I can’t take that chance.
“How’d we meet then?” Drew’s deep voice breaks through my thoughts. I wish he would take the initiative and come up with some of this story.
“The bar,” I suggest because it sounds so trashy and I figure the only reason he’s bringing me is because he wants to look like he’s slumming it to his uppity family. “You came in with a bunch of friends and it was love at first sight the moment our eyes met.”
He sends me a look that calls bullshit and I smile in return. If I’m in control of making up this story, I’m going to make it the sappiest, most romantic thing out there.
There is no room for romance in my life. It’s so stupid, but I let guys use me because for that one fleeting moment, when he’s focusing all of his attention on me and no one else, it feels good. It helps me forget that no one really cares.
The second it’s over, it’s like I snap out of my mental fog and I feel cheap. Dirty. All those clichés you read about in books and see on TV or movies, that’s me. I am a walking cliché.
I’m also the town slut whose not as slutty as everyone thinks she is—again, another cliché. And I’m definitely not the girl you want to take home to impress your mama. There is nothing special about me.
Yet here’s Drew taking me home to impress his mama. Or more accurately, freak his mama out. I’m sure I’m that rich bitch’s (now I sound like Owen, from broke bitch to rich bitch) every nightmare come to life. The moment she lays eyes on me, she’s going to flip.
“I’m assuming you’re bringing me home to your mom so she’ll lose her shit, right?” I need confirmation. It’s one thing to think it and be okay with it. I need to face the facts head on and deal with the repercussions later. Like how this might screw with my head despite how much I need that money.
His jaw firms and his lips thin into a straight, grim line. “My mom is dead.”
Oh. “I’m sorry.” I feel like a jerk.
“You didn’t know. She died when I was two.” He shrugs. “I know my dad will love you.”
The way he says it kind of freaks me out. Like his dad is probably a creeper and that’s why he’ll love me.
“It’s just your dad and you then?”
“No. There’s Adele.” His lips virtually disappear when he says that name. And he has really nice full lips, so I’m wondering where exactly they went. “She’s my stepmom.”
“So you want to freak out your stepmom.”
“I could give two shits what she thinks.”
The tension radiates off him in visible waves. There’s something going on between him and his stepmom that’s definitely not good.

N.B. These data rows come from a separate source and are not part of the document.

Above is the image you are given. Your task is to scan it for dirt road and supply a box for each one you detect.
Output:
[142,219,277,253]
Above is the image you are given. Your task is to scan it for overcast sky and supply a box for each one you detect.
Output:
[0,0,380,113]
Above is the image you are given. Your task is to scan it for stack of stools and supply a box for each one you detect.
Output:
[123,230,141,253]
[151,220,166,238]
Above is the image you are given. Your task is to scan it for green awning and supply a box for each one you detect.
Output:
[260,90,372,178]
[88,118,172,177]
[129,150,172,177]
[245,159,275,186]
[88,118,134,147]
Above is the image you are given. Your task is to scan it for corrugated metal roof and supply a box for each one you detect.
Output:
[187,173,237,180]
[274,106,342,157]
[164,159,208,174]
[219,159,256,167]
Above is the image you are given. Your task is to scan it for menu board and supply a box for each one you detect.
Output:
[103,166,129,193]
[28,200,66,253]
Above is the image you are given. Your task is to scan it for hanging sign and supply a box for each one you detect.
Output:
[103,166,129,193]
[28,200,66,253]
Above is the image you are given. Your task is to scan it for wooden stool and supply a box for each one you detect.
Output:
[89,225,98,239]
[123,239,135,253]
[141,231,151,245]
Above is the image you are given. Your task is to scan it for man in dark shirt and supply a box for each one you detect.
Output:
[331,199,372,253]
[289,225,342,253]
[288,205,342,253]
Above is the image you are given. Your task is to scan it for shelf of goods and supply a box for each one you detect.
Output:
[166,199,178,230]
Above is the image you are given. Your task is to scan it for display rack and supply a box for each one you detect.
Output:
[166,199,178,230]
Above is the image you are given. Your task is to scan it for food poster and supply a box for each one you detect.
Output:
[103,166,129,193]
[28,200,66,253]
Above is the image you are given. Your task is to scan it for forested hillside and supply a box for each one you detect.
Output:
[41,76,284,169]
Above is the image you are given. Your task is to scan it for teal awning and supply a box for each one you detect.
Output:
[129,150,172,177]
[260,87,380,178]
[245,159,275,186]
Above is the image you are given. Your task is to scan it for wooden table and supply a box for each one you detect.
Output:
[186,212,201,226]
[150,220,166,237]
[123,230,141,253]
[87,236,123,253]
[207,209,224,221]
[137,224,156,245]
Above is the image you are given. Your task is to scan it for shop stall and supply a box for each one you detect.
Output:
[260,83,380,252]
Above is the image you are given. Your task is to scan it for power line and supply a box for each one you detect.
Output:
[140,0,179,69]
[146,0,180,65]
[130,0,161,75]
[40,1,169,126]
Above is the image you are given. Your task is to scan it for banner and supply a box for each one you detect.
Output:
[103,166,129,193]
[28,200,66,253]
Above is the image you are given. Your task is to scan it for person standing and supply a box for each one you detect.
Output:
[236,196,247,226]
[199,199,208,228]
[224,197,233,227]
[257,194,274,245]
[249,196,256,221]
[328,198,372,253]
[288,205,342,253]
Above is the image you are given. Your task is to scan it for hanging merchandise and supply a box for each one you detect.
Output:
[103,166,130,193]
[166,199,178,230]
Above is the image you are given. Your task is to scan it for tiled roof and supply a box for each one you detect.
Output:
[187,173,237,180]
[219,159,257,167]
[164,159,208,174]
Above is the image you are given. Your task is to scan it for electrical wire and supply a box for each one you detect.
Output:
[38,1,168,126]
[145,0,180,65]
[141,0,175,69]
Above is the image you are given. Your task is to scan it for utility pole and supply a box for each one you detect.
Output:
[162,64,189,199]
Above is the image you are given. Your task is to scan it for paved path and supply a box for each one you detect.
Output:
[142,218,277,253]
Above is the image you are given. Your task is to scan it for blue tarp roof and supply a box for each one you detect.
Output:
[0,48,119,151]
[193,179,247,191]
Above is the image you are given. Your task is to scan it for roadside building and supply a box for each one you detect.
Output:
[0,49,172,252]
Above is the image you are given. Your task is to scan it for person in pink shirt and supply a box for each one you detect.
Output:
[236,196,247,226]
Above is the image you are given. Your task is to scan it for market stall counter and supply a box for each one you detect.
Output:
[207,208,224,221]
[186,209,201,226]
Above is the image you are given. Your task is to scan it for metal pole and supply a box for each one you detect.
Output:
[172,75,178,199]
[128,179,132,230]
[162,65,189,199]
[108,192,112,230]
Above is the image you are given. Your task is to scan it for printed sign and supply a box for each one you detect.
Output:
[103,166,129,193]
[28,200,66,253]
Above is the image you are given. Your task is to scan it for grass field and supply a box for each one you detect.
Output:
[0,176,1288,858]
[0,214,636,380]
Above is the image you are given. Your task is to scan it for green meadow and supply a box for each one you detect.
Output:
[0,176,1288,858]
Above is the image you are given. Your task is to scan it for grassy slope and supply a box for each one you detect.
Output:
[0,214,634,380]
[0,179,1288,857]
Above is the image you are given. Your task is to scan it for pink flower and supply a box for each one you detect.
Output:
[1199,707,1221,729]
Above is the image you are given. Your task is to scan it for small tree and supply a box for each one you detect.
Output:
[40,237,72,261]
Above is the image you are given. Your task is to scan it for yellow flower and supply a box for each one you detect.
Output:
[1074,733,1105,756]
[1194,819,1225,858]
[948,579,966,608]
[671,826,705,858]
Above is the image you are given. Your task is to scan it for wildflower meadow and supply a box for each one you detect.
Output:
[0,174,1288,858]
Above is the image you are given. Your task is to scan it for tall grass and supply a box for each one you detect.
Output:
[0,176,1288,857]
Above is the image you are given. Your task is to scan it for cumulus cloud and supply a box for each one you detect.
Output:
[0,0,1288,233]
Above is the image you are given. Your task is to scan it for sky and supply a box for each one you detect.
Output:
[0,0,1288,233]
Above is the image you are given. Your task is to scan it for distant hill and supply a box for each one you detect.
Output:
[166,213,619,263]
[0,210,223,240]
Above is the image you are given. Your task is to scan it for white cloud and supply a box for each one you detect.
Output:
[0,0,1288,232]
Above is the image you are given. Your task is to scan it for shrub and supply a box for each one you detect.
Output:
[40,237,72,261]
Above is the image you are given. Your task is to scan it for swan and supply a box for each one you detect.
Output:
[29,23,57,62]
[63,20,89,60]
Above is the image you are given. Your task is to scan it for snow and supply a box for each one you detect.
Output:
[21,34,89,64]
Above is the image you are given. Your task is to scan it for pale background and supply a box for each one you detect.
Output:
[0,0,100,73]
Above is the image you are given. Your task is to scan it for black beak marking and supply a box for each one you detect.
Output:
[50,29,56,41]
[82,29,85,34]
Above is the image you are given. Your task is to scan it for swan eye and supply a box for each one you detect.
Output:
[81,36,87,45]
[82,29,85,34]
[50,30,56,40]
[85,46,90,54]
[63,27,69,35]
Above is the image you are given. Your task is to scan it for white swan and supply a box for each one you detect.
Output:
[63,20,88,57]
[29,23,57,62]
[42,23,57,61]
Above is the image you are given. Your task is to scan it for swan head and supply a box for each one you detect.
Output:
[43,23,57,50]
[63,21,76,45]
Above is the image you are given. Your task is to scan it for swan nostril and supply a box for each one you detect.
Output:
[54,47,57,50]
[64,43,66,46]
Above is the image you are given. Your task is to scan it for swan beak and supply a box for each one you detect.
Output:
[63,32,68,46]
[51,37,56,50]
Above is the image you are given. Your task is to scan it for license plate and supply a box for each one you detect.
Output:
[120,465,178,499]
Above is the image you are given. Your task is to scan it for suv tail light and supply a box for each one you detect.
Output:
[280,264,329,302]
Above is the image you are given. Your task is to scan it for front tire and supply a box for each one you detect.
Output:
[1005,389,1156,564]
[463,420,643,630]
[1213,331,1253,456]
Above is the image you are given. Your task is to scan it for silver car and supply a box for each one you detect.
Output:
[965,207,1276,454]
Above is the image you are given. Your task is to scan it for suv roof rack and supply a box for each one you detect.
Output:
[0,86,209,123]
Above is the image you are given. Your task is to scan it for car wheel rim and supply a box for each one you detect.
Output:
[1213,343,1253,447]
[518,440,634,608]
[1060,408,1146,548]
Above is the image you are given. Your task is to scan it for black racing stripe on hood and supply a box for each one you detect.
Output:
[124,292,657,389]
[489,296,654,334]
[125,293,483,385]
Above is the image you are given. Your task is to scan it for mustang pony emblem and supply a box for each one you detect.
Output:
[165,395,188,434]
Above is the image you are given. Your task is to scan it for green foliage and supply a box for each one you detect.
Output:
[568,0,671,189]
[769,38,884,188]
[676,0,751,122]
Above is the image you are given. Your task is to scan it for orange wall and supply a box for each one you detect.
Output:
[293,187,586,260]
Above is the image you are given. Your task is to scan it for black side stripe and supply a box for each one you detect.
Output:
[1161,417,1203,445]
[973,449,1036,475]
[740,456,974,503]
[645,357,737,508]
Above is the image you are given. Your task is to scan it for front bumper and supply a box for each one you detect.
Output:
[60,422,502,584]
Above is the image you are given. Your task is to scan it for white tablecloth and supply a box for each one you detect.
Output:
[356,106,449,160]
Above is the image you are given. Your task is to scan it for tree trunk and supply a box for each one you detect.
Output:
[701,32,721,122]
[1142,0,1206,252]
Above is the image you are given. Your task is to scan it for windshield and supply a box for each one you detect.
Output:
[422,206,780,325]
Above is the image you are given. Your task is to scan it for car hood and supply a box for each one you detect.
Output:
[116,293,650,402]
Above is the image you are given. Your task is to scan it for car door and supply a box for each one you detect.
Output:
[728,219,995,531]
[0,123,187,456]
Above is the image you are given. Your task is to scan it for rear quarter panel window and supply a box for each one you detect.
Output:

Ignoring his remark about the wicked witch named Adele, I forge on. “Have any brothers or sisters?”
He shakes his head. “Nope.”
“Oh.” His lack of communication skills could be a real problem since I’m wholly dependent on this guy for the next freaking week. “I have a brother.”
“How old?”
“Thirteen.” I sigh. “Owen’s in the eighth grade. He gets in trouble a lot.”
“It’s a tough age. Junior high sucks.”
“Did you get in trouble a lot when you were thirteen?” I couldn’t imagine it being so.
He laughs, reaffirming my suspicions in a heartbeat. “I wasn’t allowed.”
“What do you mean?” I frown. His answer makes no sense.
“My dad would kick my ass if I stepped out of line.” He shrugs again. He does that a lot, but I like it because it reminds me that he has those delicious broad shoulders. If I’m lucky enough, I’ll get to touch them during our fake relationship over the next seven days. I’ll lean my head on his shoulder too. Press my cheek against the soft fabric of his shirt and secretly breathe in his scent. He smells good, but I want to get up close and really inhale him.
Sappiness is ready to overtake me and for once in my cynical, no room for fairy tales life, I’m ready to let it happen. After all, I need to be the best actress on the planet, right?
“Isn’t that what all dads say they’re going to do when their kids step out of line?” I ask.
“Yeah, but mine meant it. Besides, it was easier to do what I’m supposed to and not get distracted. I lose myself in the mindless stuff, you know?”
“And what are you supposed to do?” I add air quotes like those annoying sorority girls who come into La Salle’s. I really hate those girls and how they flip their hair and laugh too loud and say the stupidest things. They literally bat their fake eyelashes at the guys and everything. It’s pathetic, what attention whores they are.
Jeez, I sound bitter even in my own head.
“Go to class, study and get good grades. Go to football practice, stay in shape, play to the best of my ability and hope like crazy I’m impressing the scouts out there who are watching me.” He rattles everything off like some sort of list, his voice a dull monotone.
“And what are the distractions you need to avoid?”
“Partying, drinking, girls.” He slides me another look, his features softer, the earlier anger gone. “I don’t like losing control.”
“Me either,” I whisper.
He smiles at me and I feel it like a dagger to my softening heart. “Sounds like we might make a good pair after all.”
Drew
The second the words fall out of my mouth, I want to snatch them back. We are definitely not a good pair. She’s the worst sort of girl for me and I know it. It’s why I’m bringing her home. So my dad will think I’ve scored a hot little football groupie who gives it up to me whenever I want and Adele will finally leave me alone.